EU-Sanktionen gegen Österreich

100 Tage Nichts

So hat sich die EU die Auswirkungen ihrer Sanktionen gegen die schwarz-blaue österreichische Regierung nicht vorgestellt. Was sie spalten wollte, hat sie geeint. Und was sie vereinen wollte, ist plötzlich gespalten. Was ist also passiert? Eigentlich nichts. Aber genau das ist das Problem.

Auf dem EU-Ministerratstreffen auf den Azoren vorletzte Woche hatte die österreichische Außenministerin Benita Ferrero-Waldner einen Stufenplan zur Beendigung der EU-Sanktionen vorgestellt. Da die Ablehnung des Plans ausblieb, wird in Österreich seither frenetisch ein Abbröckeln der »EU-14 Front«, ein »Azorenhoch« und eine »Normalisierung« herbeianalysiert. Wie EU-Kommissar Franz Fischler süffisant anmerkte, war aber nichts weiter geschehen, als dass sich einige Minister mit Ferrero-Waldner fotografieren ließen und geruhten, ihrem Vorschlag zuzuhören. Also: so gut wie nichts. Das aber hat große Auswirkungen.

Schwarz-Blau nutzt den EU-Boykott, um eine Woge nationalpopulistischer Zustimmung zur Regierung zu erzeugen. Wer sich nicht gegen die Sanktionen ausspricht, wird als Vaterlandsverräter beschimpft. Nach 100 Tagen der neuen Regierung ist der patriotische Realitätsverlust so weit gediehen, dass Ferrero-Waldner als Inkarnation eines gedemütigten Österreichs bejubelt wird.

Nach ihrem Azorenauftritt wollen sich auch die Führer der Oppositionsparteien einer »Koalition der Vernünftigen« zur Beendigung der Maßnahmen nicht mehr verweigern. Seltsam daran ist, dass die umstrittenen Sanktionen ebenfalls aus fast nichts bestanden, nämlich nur aus der diplomatischen Diskriminierung der Regierung. Dies wird in Österreich als nationale Kränkung interpretiert.
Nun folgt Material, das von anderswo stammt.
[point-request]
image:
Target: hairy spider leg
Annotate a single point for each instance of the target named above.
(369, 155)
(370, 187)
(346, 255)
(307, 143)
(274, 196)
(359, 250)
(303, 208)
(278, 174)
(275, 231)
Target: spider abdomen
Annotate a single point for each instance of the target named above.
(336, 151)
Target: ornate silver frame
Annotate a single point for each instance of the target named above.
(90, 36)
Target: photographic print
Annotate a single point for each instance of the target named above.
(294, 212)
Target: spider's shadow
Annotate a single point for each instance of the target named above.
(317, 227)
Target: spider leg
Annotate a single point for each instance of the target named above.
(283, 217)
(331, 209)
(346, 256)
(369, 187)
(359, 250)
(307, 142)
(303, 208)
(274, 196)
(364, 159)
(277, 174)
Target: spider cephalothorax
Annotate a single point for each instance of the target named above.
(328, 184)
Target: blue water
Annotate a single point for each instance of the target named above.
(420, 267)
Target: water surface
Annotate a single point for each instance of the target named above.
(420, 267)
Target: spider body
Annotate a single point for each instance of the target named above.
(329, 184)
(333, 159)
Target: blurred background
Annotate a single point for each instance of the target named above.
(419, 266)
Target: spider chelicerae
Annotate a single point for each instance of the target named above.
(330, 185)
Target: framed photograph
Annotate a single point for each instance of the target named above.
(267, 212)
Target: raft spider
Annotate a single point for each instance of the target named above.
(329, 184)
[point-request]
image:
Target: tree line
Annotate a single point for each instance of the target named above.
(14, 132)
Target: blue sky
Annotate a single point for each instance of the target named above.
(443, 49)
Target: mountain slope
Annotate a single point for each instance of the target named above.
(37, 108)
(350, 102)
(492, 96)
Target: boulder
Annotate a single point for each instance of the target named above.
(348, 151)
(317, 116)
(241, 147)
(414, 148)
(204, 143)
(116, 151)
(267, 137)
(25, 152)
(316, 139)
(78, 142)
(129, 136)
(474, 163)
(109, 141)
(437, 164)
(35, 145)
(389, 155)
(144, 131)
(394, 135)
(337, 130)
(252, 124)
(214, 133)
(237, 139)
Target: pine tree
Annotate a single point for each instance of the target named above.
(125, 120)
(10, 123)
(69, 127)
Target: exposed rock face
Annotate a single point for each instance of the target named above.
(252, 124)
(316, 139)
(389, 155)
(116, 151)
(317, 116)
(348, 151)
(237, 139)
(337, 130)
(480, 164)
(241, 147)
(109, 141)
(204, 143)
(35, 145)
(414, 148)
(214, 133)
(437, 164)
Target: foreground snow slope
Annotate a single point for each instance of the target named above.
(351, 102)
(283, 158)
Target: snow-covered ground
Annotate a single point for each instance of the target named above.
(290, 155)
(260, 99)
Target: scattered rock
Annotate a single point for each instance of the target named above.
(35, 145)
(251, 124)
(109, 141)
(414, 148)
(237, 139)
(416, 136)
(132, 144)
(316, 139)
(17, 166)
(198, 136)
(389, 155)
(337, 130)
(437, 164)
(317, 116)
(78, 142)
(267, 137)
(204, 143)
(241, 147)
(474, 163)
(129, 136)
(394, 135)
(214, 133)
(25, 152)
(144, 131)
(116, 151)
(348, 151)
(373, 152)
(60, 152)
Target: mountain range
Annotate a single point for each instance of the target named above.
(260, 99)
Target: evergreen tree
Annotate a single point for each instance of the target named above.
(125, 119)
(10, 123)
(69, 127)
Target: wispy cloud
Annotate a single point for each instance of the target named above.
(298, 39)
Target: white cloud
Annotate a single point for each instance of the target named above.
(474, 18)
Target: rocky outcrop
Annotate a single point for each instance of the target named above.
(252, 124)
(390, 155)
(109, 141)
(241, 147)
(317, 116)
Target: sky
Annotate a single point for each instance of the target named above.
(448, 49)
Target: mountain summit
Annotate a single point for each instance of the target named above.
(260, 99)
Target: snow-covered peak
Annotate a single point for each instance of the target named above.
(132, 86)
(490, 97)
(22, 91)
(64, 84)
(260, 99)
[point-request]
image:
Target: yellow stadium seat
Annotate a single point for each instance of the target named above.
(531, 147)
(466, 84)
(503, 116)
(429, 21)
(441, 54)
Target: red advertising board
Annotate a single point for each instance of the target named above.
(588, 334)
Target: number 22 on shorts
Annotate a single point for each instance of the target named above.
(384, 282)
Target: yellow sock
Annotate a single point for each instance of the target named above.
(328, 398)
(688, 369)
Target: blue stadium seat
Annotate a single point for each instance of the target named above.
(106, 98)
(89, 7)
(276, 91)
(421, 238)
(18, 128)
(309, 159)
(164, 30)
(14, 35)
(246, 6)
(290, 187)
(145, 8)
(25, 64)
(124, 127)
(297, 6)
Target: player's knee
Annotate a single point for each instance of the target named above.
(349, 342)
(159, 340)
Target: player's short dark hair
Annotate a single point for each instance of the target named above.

Auch SPÖ-Chef Alfred Gusenbauer fühlt sich davon diffus beleidigt und schlägt einen »nationalen Aktionsplan« zur Abhilfe vor. Warum er meint, dass die Sanktionen überhaupt aufgehoben werden sollen, bleibt rätselhaft. Der »nationale Schulterschluss«, mit dem die österreichische Bevölkerung »wie ein Mann« die Regierung stützen soll, rückt näher.

In der EU hingegen führt die causa prima zu Uneinigkeit. Auch wenn eine Aufhebung der Sanktionen nicht in Sicht ist, gibt es schon Streit. Finnland und Schweden mussten ausdrücklich widerrufen, dass sie ein Ende der Sanktionen befürworten. Unnachgiebig zeigen sich nur Belgien und Frankreich.

Dabei sollten die Sanktionen als Katalysator einer auch politischen Einigung dienen, als Präzedenzfall europäischer Innenpolitik. Dieser wurde mit vage antifaschistischen Gefühlen begründet. Das konsequente Bekenntnis vieler Österreicher zu ihrer Nazivergangenheit wurde jedoch nicht als politische Haltung begriffen, sondern als schlechtes Benehmen. Daraus folgte, dass auch die Sanktionen nicht politischer Natur waren, sondern sich auf diplomatische Unfeinheiten beschränkten. Die politische Konfrontation wurde auf eine Frage der Etikette reduziert - also wiederum auf fast nichts.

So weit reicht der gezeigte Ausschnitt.